Cette initiative s’inscrit dans le cadre de la mise en conformité du texte avec la Constitution révisée du 29 décembre 2023, promulguée le 8 octobre 2025, à la suite de son adoption en Congrès le 3 octobre. L’objectif, selon la commission, est d’harmoniser certaines dispositions devenues obsolètes et d’améliorer la cohérence ainsi que l’efficacité du fonctionnement parlementaire.
Cependant, la présentation du rapport a donné lieu à de vifs échanges entre les députés. Plusieurs élus ont profité des débats pour formuler des revendications relatives à leurs conditions de travail et d’avantages liés à la fonction. Parmi les propositions évoquées figurent :
- La mise à disposition d’un chauffeur,
- L’attribution d’un véhicule de service de type 4×4,
- Le recrutement d’un assistant parlementaire,
- L’affectation d’un agent de sécurité personnel,
- Une couverture sanitaire complète,
- Ainsi que l’octroi d’un passeport diplomatique au conjoint du député, lorsqu’il ou elle n’exerce pas de mandat parlementaire.

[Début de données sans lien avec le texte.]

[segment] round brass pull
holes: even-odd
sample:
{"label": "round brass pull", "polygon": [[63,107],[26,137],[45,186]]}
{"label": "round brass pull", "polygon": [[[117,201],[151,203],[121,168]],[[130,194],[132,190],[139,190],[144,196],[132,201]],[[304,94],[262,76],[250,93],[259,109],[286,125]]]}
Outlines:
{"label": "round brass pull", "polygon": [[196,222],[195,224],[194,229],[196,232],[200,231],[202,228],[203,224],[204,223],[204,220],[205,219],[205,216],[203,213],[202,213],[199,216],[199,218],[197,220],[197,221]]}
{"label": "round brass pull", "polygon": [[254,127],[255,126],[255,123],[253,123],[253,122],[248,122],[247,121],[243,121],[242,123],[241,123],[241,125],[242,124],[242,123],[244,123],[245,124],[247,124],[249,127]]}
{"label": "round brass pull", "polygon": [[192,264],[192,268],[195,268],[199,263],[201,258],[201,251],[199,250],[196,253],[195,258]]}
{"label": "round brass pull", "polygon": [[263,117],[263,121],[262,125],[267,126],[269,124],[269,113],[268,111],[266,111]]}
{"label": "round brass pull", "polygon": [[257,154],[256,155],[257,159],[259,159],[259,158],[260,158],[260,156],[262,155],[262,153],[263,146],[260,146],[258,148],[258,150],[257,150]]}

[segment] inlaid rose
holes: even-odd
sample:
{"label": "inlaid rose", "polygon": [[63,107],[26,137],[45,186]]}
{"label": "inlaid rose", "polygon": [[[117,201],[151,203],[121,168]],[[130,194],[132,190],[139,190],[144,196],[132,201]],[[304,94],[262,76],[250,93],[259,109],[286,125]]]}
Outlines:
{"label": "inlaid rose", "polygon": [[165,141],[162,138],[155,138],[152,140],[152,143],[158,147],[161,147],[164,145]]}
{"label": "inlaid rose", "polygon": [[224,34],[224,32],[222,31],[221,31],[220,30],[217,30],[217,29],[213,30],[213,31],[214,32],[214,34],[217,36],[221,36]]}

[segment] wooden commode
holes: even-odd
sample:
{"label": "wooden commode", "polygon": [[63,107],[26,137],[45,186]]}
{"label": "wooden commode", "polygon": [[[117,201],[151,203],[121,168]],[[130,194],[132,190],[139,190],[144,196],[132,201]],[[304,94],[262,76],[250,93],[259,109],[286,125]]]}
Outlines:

Ces suggestions, perçues par certains comme des revendications légitimes visant à rehausser le prestige de la fonction parlementaire, ont néanmoins suscité des réserves dans une partie de l’assemblée. D’autres élus estiment que ces propositions risquent de dévier l’esprit de la réforme, laquelle doit, selon eux, avant tout renforcer l’efficacité institutionnelle plutôt que de favoriser des intérêts individuels.
Face à ces divergences, le Président de l’Assemblée nationale, Ali Kolotou Tchaïmi, a tenu à rappeler à l’ordre ses collègues parlementaires. Il a appelé les députés à « faire preuve de retenue et de sens de responsabilité », soulignant que « l’intérêt de la République doit primer sur les intérêts personnels ».
Le Président de l’Assemblée a, par ailleurs, assuré que les préoccupations exprimées seront examinées avec attention, tout en réaffirmant la volonté de son bureau d’inscrire cette révision dans une logique de modernisation et de transparence du travail parlementaire.
Avec cette révision, l’Assemblée nationale entend adapter son fonctionnement aux nouvelles exigences constitutionnelles et renforcer le rôle du député dans le processus démocratique. La réforme marque ainsi une étape importante dans la consolidation institutionnelle du Tchad post-réforme constitutionnelle.